© 2024 Arizent. All rights reserved.

Fannie Mae Reports a Drop in Multifamily Lending

Fannie Mae provided $17 billion in mortgages for multifamily properties in 2010, down from $20 billion in 2009.

Commercial mortgage-backed securities made up 97% of the secondary market execution of these loans, up from 81% for 2009.

By type, large loans (over $25 million) and credit facilities totaled $5.5 billion; small loans (under $3 million or in high-cost areas, $5 million) were $2.4 billion; affordable housing $830 million; manufactured housing communities, $540 million; and senior housing, $640 million. Fannie Mae said there could be some overlap among categories.

Previously, Freddie Mac said its multifamily business had $15 billion in volume for 2010, down from $17 billion in 2009.

Separately, the latest quarterly survey from the National Multi Housing Council found the Equity Financing Index rose to a record high at 74%, with 52% of respondents saying they had greater access to equity capital now than the previous three months.
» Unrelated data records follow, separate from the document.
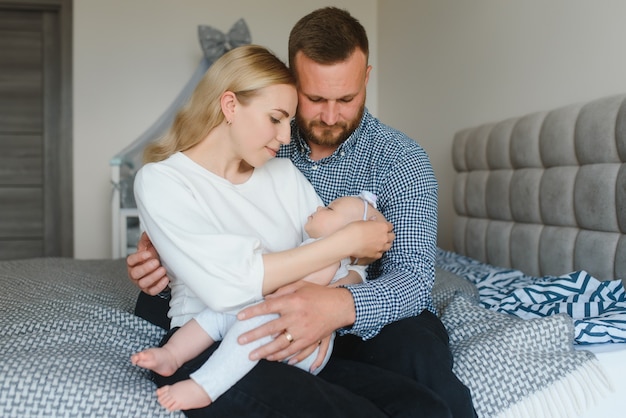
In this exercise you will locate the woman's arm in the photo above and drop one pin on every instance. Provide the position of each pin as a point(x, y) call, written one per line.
point(361, 239)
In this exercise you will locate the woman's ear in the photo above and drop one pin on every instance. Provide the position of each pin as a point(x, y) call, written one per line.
point(228, 102)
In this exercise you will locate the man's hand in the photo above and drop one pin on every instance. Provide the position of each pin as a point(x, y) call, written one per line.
point(308, 314)
point(144, 268)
The debt financing index fell from 82 in the October 2010 survey to just 48 for the most recent survey, due to higher interest rates in the past three months. Still half of the survey's respondents said borrowing conditions were unchanged compared with three months' prior.

Higher demand is continuing to drive a tighter rental market as the Market Tightness Index hit 78, up from 77 in the October survey.

"Rising apartment demand reflects a drop in demand for homeownership in today's marketplace. This growing demand against the backdrop of the lowest apartment starts in 40 years — barely enough to offset the units lost to demolition and obsolescence — will result in further tightening in the apartment sector in the near term," said NMHC chief economist Mark Obrinsky.